Europe · Central Europe

Prague Castle
Prague Castle — photo: Tilman2007 · CC BY-SA 4.0 · via Wikimedia Commons

Architecture in the Czech Republic

The Czech Republic — and particularly Prague — contains one of the best-preserved medieval urban cores in Europe, largely because the city escaped significant damage in both World Wars. Gothic, Romanesque, Renaissance, Baroque, Art Nouveau, and Cubist buildings stand within metres of each other in the Old Town, creating a palimpsest of European architectural history concentrated in a walkable city centre. The Bohemian Baroque of the 17th and 18th centuries, shaped by Italian architects working under Habsburg patronage, is as distinctive as any in Europe. The early 20th century produced a remarkable Czech Cubist architecture — a style with no close parallel elsewhere in the world, applying the visual language of Picasso and Braque to building facades, furniture, and even lampposts — making Prague uniquely the only city where Cubist architecture exists in the streets.

Notable Buildings

Architectural Character

Bohemia sits at the centre of Europe, and its architecture reflects exposure to every major Western architectural movement. Romanesque churches (11th–12th c) survive under many later buildings — the Basilica of St George within Prague Castle is the best-preserved example. Gothic arrived from France via the House of Luxembourg and was pursued with particular ambition under Charles IV, who made Prague the capital of the Holy Roman Empire in the 14th century and undertook the most extensive building programme the city had ever seen.

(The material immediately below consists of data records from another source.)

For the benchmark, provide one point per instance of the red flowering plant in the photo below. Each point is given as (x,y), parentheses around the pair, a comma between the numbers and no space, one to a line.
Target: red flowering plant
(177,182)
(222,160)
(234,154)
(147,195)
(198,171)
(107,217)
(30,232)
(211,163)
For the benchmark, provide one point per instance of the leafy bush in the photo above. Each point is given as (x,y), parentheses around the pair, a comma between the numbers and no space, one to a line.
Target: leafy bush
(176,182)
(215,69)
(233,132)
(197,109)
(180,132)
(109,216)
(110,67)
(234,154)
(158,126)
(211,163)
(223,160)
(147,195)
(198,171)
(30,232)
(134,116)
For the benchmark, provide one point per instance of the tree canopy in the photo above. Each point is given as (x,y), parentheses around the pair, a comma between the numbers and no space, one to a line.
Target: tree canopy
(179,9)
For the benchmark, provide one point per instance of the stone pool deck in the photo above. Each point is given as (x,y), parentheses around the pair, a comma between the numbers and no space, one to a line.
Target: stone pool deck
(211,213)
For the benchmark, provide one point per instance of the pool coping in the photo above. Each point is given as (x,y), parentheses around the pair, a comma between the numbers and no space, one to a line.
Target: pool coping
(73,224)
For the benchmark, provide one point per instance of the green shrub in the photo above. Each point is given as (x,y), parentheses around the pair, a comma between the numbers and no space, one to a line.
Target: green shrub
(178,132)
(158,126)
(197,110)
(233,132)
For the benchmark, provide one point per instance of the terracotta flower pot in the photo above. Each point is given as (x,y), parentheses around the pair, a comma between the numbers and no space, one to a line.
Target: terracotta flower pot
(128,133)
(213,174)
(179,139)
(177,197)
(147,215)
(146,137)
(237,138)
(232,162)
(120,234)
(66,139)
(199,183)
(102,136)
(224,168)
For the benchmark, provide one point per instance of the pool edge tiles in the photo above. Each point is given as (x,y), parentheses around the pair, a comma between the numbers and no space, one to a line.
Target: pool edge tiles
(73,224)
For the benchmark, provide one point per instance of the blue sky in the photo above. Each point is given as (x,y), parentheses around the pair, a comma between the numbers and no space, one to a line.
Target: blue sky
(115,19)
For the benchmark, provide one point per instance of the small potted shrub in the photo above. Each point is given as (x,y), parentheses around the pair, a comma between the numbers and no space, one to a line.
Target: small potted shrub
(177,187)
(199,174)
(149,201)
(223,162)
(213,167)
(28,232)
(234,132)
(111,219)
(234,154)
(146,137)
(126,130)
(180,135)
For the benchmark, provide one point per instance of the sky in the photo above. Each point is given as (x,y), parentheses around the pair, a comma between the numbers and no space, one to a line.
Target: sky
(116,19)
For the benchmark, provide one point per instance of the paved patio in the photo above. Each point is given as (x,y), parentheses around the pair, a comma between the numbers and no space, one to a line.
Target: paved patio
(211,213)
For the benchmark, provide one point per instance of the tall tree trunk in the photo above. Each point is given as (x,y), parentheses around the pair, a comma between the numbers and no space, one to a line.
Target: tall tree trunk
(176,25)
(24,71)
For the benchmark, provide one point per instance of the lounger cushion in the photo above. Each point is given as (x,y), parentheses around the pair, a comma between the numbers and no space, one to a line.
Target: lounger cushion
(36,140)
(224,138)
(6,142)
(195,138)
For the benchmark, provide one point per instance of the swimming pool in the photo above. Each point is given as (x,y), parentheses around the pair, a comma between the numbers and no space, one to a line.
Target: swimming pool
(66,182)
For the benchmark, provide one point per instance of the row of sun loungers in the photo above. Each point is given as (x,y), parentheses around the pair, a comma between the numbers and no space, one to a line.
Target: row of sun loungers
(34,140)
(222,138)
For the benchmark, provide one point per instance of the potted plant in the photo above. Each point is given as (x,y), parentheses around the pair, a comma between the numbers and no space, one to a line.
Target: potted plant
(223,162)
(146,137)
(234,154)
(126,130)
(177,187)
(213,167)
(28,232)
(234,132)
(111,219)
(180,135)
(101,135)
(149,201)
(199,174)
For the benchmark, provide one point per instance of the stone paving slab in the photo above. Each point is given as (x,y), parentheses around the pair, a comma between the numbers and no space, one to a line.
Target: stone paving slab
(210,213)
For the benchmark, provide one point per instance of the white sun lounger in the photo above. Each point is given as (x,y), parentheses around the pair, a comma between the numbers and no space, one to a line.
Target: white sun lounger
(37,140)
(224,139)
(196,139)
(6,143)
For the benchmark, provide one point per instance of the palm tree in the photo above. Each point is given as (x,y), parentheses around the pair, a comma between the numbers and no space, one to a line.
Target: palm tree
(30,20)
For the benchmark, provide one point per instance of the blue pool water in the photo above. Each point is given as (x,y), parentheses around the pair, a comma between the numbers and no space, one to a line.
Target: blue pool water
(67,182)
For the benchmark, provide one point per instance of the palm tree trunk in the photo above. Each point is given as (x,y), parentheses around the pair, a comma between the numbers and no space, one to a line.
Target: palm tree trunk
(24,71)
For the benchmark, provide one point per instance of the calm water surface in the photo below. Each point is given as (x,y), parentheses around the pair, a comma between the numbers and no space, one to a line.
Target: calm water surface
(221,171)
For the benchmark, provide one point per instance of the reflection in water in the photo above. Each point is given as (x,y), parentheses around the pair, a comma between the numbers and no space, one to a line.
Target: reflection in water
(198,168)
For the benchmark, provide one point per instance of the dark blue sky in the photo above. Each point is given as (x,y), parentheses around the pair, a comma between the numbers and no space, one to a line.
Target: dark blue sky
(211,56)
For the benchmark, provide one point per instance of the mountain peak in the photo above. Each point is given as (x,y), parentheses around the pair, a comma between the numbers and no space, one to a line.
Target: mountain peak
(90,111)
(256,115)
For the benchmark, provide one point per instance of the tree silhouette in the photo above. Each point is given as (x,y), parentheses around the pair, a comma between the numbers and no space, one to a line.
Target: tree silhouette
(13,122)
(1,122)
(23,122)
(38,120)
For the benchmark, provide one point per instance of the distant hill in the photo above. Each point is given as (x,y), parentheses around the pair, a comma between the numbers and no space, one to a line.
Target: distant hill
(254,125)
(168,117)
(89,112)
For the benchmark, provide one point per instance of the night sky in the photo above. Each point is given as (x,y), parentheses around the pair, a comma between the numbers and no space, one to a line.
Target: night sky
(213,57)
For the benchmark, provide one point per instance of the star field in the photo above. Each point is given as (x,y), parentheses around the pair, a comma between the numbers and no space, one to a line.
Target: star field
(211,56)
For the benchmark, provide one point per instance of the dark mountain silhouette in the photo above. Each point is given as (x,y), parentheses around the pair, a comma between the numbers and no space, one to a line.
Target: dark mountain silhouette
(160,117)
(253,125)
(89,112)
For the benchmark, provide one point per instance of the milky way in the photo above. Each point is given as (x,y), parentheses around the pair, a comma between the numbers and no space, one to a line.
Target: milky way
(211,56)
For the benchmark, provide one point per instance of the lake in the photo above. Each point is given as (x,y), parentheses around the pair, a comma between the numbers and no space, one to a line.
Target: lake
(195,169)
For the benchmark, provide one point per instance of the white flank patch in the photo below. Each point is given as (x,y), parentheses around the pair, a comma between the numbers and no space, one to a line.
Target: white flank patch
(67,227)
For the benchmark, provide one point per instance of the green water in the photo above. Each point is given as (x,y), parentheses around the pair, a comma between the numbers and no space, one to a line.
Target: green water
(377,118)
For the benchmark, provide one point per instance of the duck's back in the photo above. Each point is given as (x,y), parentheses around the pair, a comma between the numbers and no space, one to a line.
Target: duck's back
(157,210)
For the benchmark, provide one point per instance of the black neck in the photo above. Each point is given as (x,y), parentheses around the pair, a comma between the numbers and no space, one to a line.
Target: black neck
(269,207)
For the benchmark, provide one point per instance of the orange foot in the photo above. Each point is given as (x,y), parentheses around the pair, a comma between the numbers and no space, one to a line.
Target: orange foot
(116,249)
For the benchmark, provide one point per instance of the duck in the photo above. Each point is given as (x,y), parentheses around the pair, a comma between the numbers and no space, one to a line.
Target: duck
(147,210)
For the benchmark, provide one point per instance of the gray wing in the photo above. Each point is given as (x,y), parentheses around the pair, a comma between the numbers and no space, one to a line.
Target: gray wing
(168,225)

The Czech Baroque, imported from Italy under Habsburg patronage, produced the extravagant pilgrimage church at Zelená Hora and the palace complexes lining Prague's Malá Strana (Lesser Town), including the Wallenstein Palace with its exceptional Mannerist garden. Prague's Old Town, Malá Strana, and Hradčany districts together constitute one of the most complete Baroque urban ensembles in the world. The 19th century brought a wave of Neo-Gothic and Neo-Renaissance nationalism, and the brief Art Nouveau flowering that produced the Municipal House.

Czech Cubism (1911–1925) is the country's most unique architectural contribution. Inspired by the paintings of Picasso and Braque, a group of Czech architects — Josef Gočár, Pavel Janák, Josef Chochol — applied Cubist visual fragmentation to building facades, furniture, and street furniture, creating buildings with faceted, crystalline facades that generate dramatic light and shadow effects. There is no close parallel anywhere else in European architecture, and its existence within a few streets of medieval Gothic buildings makes Prague architecturally unlike any other city.